From Sanford, Florida, NPR's Greg Allen reports that today's hearing coincided with a commemoration of what would have been Trayvon Martin's 18th birthday.

GREG ALLEN, BYLINE: Outside the county courthouse in Sanford today, there was singing.

(SOUNDBITE OF SONG, "AIN'T GONNA LET NO HATRED TURN ME AROUND")

UNIDENTIFIED GROUP: (Singing) I ain't going to let no hatred turn me around, no hatred, turn me around, no, turn me around...

ALLEN: More than a dozen singers representing churches and civil rights groups gathered to Mark Trayvon Martin's 18th birthday. It was one of a series of events to remember the teenager who, just under a year ago, was shot and killed in a Sanford townhome community where he was staying.

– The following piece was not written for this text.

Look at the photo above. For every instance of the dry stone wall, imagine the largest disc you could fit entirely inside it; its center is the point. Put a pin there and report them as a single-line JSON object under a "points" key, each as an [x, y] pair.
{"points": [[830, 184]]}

George Zimmerman says he acted in self-defense during an altercation. He now awaits trial on second-degree murder charges. His lawyer says he'll probably ask for immunity from prosecution under Florida's Stand Your Ground law. Zimmerman was in court today, wearing a suit and striped tie. His lawyer, Mark O'Mara, also noted the significance of the day.

MARK O'MARA: Sometimes, we get caught up in everything that we do, and we lose fact of the sight of what happened that night. And no matter what, tragedy occurred, and that one family has a special burden to bear today.

ALLEN: But the main reason O'Mara was in court today was to ask for more time, for a continuance that would delay the trial till November. O'Mara complained to the judge about something he's brought up in court several times before, what he says is a lack of cooperation from prosecutors. He talked about the long delay in getting access to Trayvon Martin's cellphone and his phone records. Another contentious issue involves a key witness, Trayvon Martin's girlfriend, who says she was on the phone with the teenager minutes before he was killed.

O'Mara says prosecutors and the attorney for Trayvon Martin's family, Benjamin Crump, have dragged their feet in providing information about the girlfriend. In court, assistant state attorney Bernie de la Rionda vigorously opposed O'Mara's request for a delay.

BERNIE DE LA RIONDA: I find it ironic that the defense complains that they're now having to address all these issues that with all due respect to the defense, they helped create.

ALLEN: There was a delay, de la Rionda said, while a judge was removed and a new judge appointed, a chain of events that began when Zimmerman and his wife misled the court about their finances. And while he's filed requests for two gag orders, the prosecutor said, O'Mara has actively fed media interest in the case.

RIONDA: I've never had a case - maybe here in Central Florida, it's a normal thing -where the defense creates their own website, creates their own Facebook, creates their own Twitter and just publishes stuff out there, encourages discussion among various groups.

ALLEN: De la Rionda said all the publicity - plus a lack of money as Zimmerman's defense fund has dwindled - may be what's really behind O'Mara's request for more time. In the end, Judge Debra Nelson saw it de la Rionda's way. She denied the defense team's request, telling them the trial will begin as scheduled in June. O'Mara told the judge he'll do his best but can't possibly have expert witnesses ready in two months when he's said he expects to request a Stand Your Ground immunity hearing for his client.

After the hearing outside the courthouse, O'Mara acknowledged Zimmerman and his wife were almost out of money. The lack of funds and time, he said, make it increasingly difficult to mount a top-notch defense for his client.

O'MARA: So that's the conundrum that we're in. You know, unfortunately, we're going to now be trying this case without the experts we need to try it right, and maybe an appellate court will look at that. We'll see.

ALLEN: O'Mara says he's still confident George Zimmerman will be found innocent, but he's already looking at his options for a possible appeal. Greg Allen, NPR News, Sanford, Florida.